TO INSTALL: Download the file combine.zip and extract the contents.

SNAP Combine is distributed as a single Java jar file, Combine.jar. SNAP Combine was designed and tested on Mac OS X 10.3/10.4 with Java 1.4/1.5 but it should be compatible on different operating systems and recent versions of java.

COMMAND LINE java –jar Combine.jar [-i | -u] [-rc {column range}] [-rr {row range}] [-I] OUTFILE [INFILE [... INFILE]]

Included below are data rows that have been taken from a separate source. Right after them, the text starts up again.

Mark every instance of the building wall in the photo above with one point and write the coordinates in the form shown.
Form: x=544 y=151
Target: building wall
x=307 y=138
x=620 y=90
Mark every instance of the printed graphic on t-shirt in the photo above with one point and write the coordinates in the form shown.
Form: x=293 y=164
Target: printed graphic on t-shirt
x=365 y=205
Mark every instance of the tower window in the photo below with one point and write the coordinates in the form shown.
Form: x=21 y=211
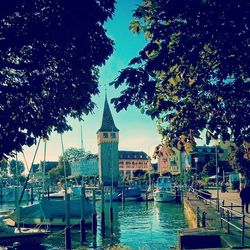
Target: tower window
x=105 y=135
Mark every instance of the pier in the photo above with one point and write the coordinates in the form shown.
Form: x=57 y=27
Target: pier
x=229 y=223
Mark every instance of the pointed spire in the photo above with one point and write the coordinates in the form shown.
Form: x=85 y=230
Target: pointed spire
x=107 y=119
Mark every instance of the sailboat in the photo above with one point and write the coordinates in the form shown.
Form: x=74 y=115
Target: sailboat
x=50 y=212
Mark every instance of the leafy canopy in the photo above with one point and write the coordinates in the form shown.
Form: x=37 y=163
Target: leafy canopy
x=193 y=74
x=49 y=57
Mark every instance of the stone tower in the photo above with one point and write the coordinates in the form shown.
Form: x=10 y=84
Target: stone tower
x=108 y=139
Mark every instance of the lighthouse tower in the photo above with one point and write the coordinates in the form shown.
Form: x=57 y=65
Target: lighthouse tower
x=108 y=139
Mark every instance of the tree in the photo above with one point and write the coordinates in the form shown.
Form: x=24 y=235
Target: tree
x=3 y=167
x=70 y=154
x=16 y=167
x=193 y=73
x=50 y=52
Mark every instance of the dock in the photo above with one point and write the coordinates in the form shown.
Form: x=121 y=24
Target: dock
x=228 y=222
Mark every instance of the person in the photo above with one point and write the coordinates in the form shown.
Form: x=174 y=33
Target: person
x=245 y=198
x=223 y=187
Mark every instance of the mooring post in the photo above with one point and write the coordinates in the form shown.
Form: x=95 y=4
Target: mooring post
x=228 y=218
x=48 y=191
x=102 y=212
x=203 y=220
x=198 y=216
x=27 y=197
x=231 y=212
x=111 y=206
x=31 y=195
x=17 y=212
x=1 y=195
x=94 y=217
x=67 y=228
x=243 y=230
x=82 y=221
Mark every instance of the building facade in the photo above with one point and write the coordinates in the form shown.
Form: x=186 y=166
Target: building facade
x=130 y=161
x=85 y=166
x=108 y=140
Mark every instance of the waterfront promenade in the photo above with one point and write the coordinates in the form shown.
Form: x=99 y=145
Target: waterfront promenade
x=213 y=217
x=231 y=197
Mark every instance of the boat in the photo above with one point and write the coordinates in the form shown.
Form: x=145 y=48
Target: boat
x=24 y=236
x=52 y=213
x=165 y=191
x=130 y=194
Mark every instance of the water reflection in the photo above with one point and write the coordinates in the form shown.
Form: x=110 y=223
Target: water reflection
x=136 y=225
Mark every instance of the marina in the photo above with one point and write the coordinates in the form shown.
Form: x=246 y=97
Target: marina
x=137 y=225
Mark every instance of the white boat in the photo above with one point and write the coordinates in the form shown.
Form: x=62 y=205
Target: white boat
x=52 y=213
x=25 y=236
x=164 y=191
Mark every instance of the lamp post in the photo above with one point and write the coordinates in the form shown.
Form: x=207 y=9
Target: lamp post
x=196 y=159
x=216 y=143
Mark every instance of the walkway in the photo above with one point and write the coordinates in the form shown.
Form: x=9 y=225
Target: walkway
x=231 y=197
x=213 y=217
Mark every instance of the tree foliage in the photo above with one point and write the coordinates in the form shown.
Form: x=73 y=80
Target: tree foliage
x=3 y=167
x=16 y=167
x=70 y=154
x=193 y=74
x=50 y=52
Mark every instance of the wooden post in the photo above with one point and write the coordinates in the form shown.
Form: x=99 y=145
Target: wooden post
x=228 y=221
x=67 y=228
x=111 y=206
x=17 y=212
x=48 y=192
x=203 y=219
x=31 y=195
x=102 y=212
x=231 y=212
x=1 y=195
x=243 y=230
x=27 y=197
x=198 y=216
x=94 y=217
x=82 y=221
x=123 y=196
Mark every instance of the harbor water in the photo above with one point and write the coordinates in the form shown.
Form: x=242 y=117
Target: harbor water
x=136 y=225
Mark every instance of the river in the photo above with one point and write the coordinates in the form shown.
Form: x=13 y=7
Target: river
x=136 y=225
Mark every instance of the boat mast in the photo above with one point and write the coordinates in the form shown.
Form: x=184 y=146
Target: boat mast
x=44 y=165
x=28 y=176
x=64 y=166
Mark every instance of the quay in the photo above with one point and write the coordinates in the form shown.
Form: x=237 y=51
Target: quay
x=207 y=221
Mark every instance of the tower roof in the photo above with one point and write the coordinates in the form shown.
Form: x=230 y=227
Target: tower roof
x=107 y=119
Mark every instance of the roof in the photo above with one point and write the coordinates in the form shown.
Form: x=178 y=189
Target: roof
x=133 y=155
x=107 y=119
x=207 y=150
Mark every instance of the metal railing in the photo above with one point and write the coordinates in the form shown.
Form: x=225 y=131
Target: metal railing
x=227 y=213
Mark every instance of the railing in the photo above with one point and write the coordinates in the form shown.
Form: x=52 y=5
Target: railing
x=227 y=213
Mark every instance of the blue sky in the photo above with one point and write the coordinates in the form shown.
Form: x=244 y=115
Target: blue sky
x=137 y=131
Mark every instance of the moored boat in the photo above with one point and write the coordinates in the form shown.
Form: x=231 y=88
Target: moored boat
x=52 y=213
x=130 y=194
x=164 y=191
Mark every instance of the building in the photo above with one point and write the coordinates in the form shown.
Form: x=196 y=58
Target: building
x=175 y=162
x=130 y=161
x=107 y=140
x=85 y=166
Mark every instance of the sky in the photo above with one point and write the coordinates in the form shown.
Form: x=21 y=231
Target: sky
x=137 y=131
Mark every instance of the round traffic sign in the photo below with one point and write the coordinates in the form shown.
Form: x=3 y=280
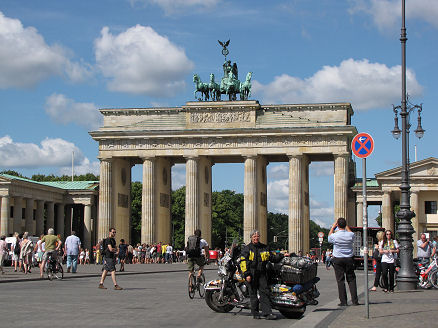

EXAMPLE java –jar Combine.jar combine_union.phy

 

Option

Description
-u Union mode – Includes individuals in output file from input files that are not necessarily represented by every input file. Missing regions are padded with ‘?’ characters. Note: this feature is enabled by default and is mutually exclusive to intersection mode described below.

-i

Intersection mode – Excludes any individual that is not represented by every input locus.

-rc [x -y[,…,x-y]]

Remove column – Takes a range of columns, hyphen delimited, or a list of ranges, comma delimited, and removes them from the final output file. Note: There should be no spaces between the hyphens or commas.

-rr [x-y[,…,x-y]]

Remove row – Takes a range of rows, hyphen delimited, or a list of ranges, comma delimited, and removes them from the final output file. Note: There should be no spaces between the hyphens or commas.

-I

Interleave output – Sets the sequence formatting to interleaved instead of sequential, which is the default setting, for the specific output type specified by the output files extension.

  

 

SUPPORTED FORMATS

Combine allows the user to specify their desired output format implicitly via the file name extension for the output file. Additionally each supported file has both a sequential and an interleaved sub-format which is specified with the –I flag. The supported files extensions are listed below: 

 

  

 

Extension

NEXUS

nxs

CLUSTAL

aln

FASTA

fas

PHYLIP

phy

 

Each of these file types is also supported as an input file format. Input file types in Combine are determined internally by the actual content of the file, not its filename extension. Therefore input files do not necessarily have to follow the same filename extension conventions used to determine output file format.Also included in this distribution is MLCombine, a java program which combines multiple single locus MIGRATE infiles generated using SNAP Map into a single multilocus MIGRATE infile.

 

COMMAND LINE

java –jar MLCombine.jar OUTFILE [MIGRATE INFILE [... MIGRATE INFILE]]